Mr. President, based on my knowledge and experience, I can say this: During Operation Cast Lead, the Israeli Defence Forces did more to safeguard the rights of civilians in a combat zone than any other army in the history of warfare.
Israel did so while facing an enemy that deliberately positioned its military capability behind the human shield of the civilian population.
Hamas, like Hizballah, are expert at driving the media agenda. Both will always have people ready to give interviews condemning Israeli forces for war crimes. They are adept at staging and distorting incidents.
The IDF faces a challenge that we British do not have to face to the same extent. It is the automatic, Pavlovian presumption by many in the international media, and international human rights groups, that the IDF are in the wrong, that they are abusing human rights.
The truth is that the IDF took extraordinary measures to give Gaza civilians notice of targeted areas, dropping over 2 million leaflets, and making over 100,000 phone calls. Many missions that could have taken out Hamas military capability were aborted to prevent civilian casualties. During the conflict, the IDF allowed huge amounts of humanitarian aid into Gaza. To deliver aid virtually into your enemy's hands is, to the military tactician, normally quite unthinkable. But the IDF took on those risks.
Despite all of this, of course innocent civilians were killed. War is chaos and full of mistakes. There have been mistakes by the British, American and other forces in Afghanistan and in Iraq, many of which can be put down to human error.
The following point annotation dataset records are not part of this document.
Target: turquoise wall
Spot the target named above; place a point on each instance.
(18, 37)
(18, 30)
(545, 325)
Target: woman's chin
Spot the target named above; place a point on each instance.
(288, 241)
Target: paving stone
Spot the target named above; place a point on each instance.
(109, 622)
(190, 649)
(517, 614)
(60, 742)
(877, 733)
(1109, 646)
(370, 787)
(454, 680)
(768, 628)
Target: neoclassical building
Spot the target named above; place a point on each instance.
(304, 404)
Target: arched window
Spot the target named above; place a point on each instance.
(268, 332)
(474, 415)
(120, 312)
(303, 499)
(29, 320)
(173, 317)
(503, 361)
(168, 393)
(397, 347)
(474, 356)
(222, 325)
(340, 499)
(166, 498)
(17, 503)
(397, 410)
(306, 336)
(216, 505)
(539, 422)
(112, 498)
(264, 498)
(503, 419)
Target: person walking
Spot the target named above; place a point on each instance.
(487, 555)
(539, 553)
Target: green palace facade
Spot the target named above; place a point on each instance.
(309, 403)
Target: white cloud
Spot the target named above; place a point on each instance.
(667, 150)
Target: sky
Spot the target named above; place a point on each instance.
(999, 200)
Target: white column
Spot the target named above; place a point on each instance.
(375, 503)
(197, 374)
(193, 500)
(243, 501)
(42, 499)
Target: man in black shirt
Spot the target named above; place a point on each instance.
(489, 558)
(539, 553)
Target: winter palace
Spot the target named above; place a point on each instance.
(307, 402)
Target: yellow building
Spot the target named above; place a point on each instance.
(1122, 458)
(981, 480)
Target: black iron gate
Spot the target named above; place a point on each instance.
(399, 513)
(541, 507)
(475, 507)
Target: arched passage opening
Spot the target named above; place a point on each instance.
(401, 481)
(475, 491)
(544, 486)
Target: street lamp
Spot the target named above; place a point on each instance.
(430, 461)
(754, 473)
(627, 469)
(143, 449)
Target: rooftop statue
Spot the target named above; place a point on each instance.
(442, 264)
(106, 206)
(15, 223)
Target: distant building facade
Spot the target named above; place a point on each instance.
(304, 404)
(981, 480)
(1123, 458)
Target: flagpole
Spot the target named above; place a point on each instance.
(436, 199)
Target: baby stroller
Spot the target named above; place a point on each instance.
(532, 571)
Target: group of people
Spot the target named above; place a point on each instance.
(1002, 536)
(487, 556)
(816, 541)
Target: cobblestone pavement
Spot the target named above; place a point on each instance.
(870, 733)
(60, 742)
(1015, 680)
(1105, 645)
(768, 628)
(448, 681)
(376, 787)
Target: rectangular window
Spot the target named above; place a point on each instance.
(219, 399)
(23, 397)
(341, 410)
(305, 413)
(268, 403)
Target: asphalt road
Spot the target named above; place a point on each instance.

But mistakes are not war crimes.
More than anything, the civilian casualties were a consequence of Hamas’ way of fighting. Hamas deliberately tried to sacrifice their own civilians.
Mr. President, Israel had no choice apart from defending its people, to stop Hamas from attacking them with rockets.
And I say this again: the IDF did more to safeguard the rights of civilians in a combat zone than any other army in the history of warfare.
Thank you, Mr. President.
The UNHRC could not care less about Hamas. It found Israel guilty of crimes against humanity thereby legitimizing a global campaign against the Jewish state. It's purpose was to use a report signed by a self aggrandizing useful idiots named Richard Goldstone to punish Israel and send a warning to other democracies not to fight terror too efficiently. To achieve that purpose, it ignored not only the Israeli efforts to prevent civilian casualties in Gaza but also history and geography. Ignoring the disengagement, it insisted that Gaza was still"occupied" and ignoring the fact that Gaza borders Egypt as well as Israel, it only blames Israel for the Gaza blockade.
And what about the Arab/Israeli peace process? It is dead. Every Israeli knows that giving up control of any inch of land means providing an impeccable enemy anther inch of land from where to attack it. Moreover, any attempt to defend itself will result in global opprobrium. Under such circumstances, would you give up control of such an inch of land?
Indeed, I would suggest that the Obama administration study carefully the Israeli example before it decides to turn over (actively or passively) parts of Afghanistan to the Taliban. Not everybody can be as lucky as Sharon and be spared having to watch the results of an dreadful error. They might share Olmert's fate instead.